A steel ball of mass m=5 g is moving at a speed of 250 m/s toward a large mass M=2.2 kg which is connected to a relaxed spring, as shown below. When the ball reaches the large mass it collides and bounces off without losing any kinetic energy. The large mass is connected to a spring of spring constant k=53 N/m and after the collision the large mass moves to the left, compressing the spring.

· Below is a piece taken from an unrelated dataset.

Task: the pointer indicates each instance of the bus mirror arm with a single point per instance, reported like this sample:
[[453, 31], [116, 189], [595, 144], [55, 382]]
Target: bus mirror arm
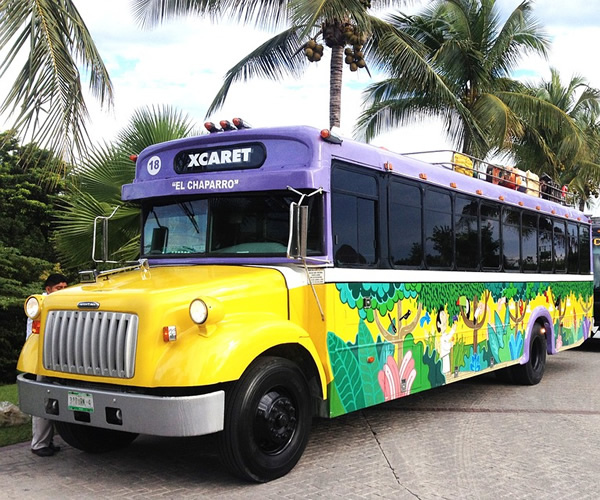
[[298, 235], [104, 236], [297, 241]]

The mass slides on a frictional surface with kinetic coefficient of friction 0.80. Find the distance d by which the spring is compressed when the large mass comes briefly to rest. d=?

First, let's find the initial momentum of the steel ball and the large mass. The momentum of the steel ball is $p_{b, initial} = m_bv_b = (5 \times 10^{-3}\,\text{kg})(250\,\text{m/s}) = 1.25\,\text{kg m/s}$. Since the large mass is initially at rest, its initial momentum is zero.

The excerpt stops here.